Крыльцо пустого дома, в котором квартировал Шатов, было незаперто; но, взобравшись в сени, Ставрогин очутился в совершенном мраке и стал искать рукой лестницу в мезонин. Вдруг сверху отворилась дверь и показался свет; Шатов сам не вышел, а только свою дверь отворил. Когда Николай Всеволодович стал на пороге его комнаты, то разглядел его в углу у стола, стоящего в ожидании.

– Вы примете меня по делу? – спросил он с порога.

– Войдите и садитесь, – отвечал Шатов, – заприте дверь, постойте, я сам.

Он запер дверь на ключ, воротился к столу и сел напротив Николая Всеволодовича. В эту неделю он похудел, а теперь, казалось, был в жару.

– Вы меня измучили, – проговорил он потупясь, тихим полушепотом, – зачем вы не приходили?

– Вы так уверены были, что я приду?

– Да, постойте, я бредил… может, и теперь брежу… Постойте.

Он привстал и на верхней из своих трех полок с книгами, с краю, захватил какую-то вещь. Это был револьвер.

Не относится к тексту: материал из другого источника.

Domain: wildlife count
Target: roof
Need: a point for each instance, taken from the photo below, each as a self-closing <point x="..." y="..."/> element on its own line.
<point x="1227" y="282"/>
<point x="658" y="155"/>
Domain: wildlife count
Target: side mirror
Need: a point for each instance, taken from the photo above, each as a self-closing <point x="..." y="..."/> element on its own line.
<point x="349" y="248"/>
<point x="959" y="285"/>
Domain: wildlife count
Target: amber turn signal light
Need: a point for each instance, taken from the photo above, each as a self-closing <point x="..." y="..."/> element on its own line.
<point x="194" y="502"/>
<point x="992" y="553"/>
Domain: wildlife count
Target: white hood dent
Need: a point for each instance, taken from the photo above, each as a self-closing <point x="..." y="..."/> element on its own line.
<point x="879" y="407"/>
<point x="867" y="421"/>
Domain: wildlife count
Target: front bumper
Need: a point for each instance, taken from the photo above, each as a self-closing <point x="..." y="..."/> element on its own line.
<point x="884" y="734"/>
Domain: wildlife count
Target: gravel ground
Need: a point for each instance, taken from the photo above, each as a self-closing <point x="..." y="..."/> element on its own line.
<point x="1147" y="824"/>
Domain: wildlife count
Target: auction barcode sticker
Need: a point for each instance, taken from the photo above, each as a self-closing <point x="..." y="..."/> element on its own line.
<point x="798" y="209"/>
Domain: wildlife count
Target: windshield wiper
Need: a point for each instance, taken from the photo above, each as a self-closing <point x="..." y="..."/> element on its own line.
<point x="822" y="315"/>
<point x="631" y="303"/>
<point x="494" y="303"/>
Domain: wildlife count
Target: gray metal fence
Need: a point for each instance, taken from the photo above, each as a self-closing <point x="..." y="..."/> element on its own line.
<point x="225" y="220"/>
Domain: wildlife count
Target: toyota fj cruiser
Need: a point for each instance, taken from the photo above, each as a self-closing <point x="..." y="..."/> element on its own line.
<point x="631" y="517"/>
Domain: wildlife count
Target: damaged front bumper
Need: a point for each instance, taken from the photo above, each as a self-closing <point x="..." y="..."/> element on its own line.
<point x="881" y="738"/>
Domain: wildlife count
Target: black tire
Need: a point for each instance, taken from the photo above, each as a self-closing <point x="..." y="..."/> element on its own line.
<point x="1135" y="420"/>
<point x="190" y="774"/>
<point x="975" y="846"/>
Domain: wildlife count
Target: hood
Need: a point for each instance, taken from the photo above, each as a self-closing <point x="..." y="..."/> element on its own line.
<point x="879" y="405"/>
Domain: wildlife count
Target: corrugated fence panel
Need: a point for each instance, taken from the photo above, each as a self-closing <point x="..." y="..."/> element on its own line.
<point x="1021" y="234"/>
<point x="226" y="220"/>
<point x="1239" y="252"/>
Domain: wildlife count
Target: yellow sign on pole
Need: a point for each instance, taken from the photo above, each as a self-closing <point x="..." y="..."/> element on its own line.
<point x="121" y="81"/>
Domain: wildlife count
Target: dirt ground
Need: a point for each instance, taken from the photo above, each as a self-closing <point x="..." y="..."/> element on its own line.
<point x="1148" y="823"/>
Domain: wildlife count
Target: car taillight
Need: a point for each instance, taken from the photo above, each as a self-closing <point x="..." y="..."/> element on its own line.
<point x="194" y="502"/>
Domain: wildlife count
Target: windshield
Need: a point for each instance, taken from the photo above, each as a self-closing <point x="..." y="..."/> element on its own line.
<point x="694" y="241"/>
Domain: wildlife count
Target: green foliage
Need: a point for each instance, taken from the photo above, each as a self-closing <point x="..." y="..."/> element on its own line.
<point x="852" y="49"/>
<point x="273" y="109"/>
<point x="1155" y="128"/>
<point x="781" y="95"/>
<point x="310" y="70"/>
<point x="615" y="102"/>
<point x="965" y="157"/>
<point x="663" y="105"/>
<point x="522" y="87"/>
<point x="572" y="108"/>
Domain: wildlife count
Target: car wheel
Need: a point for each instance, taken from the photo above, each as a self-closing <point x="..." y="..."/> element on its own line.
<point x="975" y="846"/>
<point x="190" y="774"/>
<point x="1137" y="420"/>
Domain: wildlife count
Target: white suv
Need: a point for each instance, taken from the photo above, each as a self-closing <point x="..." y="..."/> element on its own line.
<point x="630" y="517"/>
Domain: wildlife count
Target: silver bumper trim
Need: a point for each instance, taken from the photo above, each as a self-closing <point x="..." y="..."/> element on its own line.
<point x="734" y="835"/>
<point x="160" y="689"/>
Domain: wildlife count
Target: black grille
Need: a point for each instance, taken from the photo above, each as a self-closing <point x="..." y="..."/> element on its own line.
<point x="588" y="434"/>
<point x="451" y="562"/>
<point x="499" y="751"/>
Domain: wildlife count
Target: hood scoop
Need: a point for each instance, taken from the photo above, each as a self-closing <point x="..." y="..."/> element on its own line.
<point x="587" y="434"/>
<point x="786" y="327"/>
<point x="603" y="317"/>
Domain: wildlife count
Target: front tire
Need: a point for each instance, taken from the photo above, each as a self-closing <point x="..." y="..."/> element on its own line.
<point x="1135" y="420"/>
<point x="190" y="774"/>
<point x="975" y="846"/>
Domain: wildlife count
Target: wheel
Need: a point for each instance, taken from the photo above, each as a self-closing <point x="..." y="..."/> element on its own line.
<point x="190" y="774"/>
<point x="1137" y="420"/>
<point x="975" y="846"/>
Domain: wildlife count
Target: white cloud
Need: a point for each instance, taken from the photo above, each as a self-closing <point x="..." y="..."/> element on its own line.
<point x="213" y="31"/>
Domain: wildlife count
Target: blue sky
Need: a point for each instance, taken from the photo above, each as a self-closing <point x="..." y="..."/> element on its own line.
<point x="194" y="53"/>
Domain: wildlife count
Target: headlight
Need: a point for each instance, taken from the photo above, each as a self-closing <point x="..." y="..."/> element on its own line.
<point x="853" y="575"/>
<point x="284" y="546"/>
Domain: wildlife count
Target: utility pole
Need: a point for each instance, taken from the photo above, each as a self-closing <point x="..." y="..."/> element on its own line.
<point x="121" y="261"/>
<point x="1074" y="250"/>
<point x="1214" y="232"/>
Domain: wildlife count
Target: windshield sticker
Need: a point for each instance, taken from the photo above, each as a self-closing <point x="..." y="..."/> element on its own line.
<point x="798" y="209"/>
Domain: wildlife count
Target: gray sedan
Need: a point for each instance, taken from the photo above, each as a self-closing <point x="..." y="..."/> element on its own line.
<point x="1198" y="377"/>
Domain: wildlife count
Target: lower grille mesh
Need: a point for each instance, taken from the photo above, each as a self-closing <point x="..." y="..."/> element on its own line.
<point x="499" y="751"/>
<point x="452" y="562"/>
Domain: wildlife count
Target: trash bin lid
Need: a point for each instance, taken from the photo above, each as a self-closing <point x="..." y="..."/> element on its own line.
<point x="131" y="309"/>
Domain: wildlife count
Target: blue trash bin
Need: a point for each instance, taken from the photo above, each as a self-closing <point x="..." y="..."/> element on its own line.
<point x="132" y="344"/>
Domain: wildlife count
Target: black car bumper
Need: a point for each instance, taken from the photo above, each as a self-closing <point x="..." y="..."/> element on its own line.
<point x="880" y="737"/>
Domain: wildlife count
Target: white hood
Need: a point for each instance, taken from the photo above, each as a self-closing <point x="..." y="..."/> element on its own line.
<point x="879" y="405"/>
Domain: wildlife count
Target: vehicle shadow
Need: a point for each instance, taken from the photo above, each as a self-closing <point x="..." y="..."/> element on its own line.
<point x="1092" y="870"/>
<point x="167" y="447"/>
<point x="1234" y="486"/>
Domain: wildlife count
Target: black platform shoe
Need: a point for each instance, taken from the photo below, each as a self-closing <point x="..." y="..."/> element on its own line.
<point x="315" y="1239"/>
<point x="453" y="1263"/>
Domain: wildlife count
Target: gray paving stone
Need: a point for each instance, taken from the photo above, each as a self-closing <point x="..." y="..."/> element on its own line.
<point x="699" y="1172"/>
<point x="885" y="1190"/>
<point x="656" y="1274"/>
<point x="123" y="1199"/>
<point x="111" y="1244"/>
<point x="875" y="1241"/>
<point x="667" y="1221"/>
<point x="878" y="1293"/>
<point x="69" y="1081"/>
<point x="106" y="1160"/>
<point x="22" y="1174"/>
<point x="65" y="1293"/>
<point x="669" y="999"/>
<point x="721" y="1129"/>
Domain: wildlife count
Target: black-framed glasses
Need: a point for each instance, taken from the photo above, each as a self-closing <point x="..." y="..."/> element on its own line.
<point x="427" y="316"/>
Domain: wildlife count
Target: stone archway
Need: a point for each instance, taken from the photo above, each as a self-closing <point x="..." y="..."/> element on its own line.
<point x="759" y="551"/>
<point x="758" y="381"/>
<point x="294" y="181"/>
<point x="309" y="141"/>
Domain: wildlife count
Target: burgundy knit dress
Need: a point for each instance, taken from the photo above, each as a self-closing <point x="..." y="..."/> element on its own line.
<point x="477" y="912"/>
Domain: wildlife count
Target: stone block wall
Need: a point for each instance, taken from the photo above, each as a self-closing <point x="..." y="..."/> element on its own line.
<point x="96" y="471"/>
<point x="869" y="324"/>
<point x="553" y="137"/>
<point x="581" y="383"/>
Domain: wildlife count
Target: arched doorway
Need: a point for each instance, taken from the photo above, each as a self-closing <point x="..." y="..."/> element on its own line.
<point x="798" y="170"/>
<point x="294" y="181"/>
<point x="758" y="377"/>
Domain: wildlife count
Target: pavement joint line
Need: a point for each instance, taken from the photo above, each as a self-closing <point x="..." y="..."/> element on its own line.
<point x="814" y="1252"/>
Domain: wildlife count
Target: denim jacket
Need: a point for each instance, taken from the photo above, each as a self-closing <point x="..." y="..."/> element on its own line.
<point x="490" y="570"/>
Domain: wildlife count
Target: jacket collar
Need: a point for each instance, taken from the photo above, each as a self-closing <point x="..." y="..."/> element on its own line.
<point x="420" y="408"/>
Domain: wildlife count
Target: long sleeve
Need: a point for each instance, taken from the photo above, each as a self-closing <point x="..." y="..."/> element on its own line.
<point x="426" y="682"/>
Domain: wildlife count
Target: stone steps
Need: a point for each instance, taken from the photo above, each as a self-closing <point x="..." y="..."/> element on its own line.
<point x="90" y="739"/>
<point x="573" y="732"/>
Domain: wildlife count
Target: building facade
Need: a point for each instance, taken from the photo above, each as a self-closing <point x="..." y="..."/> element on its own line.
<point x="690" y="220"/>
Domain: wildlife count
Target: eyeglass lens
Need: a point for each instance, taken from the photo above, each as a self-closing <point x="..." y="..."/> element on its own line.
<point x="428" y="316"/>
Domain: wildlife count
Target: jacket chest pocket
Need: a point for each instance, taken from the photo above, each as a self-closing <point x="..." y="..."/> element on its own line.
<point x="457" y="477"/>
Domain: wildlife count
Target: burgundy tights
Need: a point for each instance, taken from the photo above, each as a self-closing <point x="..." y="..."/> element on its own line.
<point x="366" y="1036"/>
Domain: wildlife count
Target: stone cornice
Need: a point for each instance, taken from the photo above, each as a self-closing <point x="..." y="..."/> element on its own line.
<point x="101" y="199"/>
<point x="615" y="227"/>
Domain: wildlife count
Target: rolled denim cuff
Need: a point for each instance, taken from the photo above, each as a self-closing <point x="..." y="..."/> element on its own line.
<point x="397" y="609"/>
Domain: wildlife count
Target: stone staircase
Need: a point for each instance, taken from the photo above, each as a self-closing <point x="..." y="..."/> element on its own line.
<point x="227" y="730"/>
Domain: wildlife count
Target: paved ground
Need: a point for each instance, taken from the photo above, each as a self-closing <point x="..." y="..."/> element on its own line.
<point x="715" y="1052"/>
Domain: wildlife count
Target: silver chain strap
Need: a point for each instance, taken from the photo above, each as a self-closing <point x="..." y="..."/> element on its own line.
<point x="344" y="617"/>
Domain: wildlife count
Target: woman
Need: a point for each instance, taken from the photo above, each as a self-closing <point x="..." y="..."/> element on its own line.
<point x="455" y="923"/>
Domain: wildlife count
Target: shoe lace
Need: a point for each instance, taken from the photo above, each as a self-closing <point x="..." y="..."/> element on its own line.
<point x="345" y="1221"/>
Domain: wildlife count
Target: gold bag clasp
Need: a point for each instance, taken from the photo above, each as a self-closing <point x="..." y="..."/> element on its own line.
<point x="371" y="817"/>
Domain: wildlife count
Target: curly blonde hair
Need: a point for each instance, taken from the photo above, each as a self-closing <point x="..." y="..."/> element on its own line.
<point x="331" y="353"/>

– В одну ночь я бредил, что вы придете меня убивать, и утром рано у бездельника Лямшина купил револьвер на последние деньги; я не хотел вам даваться. Потом я пришел в себя… У меня ни пороху, ни пуль; с тех пор так и лежит на полке. Постойте…

Он привстал и отворил было форточку.

– Не выкидывайте, зачем? – остановил Николай Всеволодович. – Он денег стоит, а завтра люди начнут говорить, что у Шатова под окном валяются револьверы. Положите опять, вот так, садитесь. Скажите, зачем вы точно каетесь предо мной в вашей мысли, что я приду вас убить? Я и теперь не мириться пришел, а говорить о необходимом. Разъясните мне, во-первых, вы меня ударили не за связь мою с вашею женой?

– Вы сами знаете, что нет, – опять потупился Шатов.

– И не потому, что поверили глупой сплетне насчет Дарьи Павловны?

– Нет, нет, конечно, нет! Глупость! Сестра мне с самого начала сказала… – с нетерпением и резко проговорил Шатов, чуть-чуть даже топнув ногой.

– Стало быть, и я угадал, и вы угадали, – спокойным тоном продолжал Ставрогин, – вы правы: Марья Тимофеевна Лебядкина – моя законная, обвенчанная со мною жена, в Петербурге, года четыре с половиной назад. Ведь вы меня за нее ударили?

Шатов, совсем пораженный, слушал и молчал.

– Я угадал и не верил, – пробормотал он наконец, странно смотря на Ставрогина.

– И ударили?

Шатов вспыхнул и забормотал почти без связи:

– Я за ваше падение… за ложь. Я не для того подходил, чтобы вас наказать; когда я подходил, я не знал, что ударю… Я за то, что вы так много значили в моей жизни… Я…

– Понимаю, понимаю, берегите слова. Мне жаль, что вы в жару; у меня самое необходимое дело.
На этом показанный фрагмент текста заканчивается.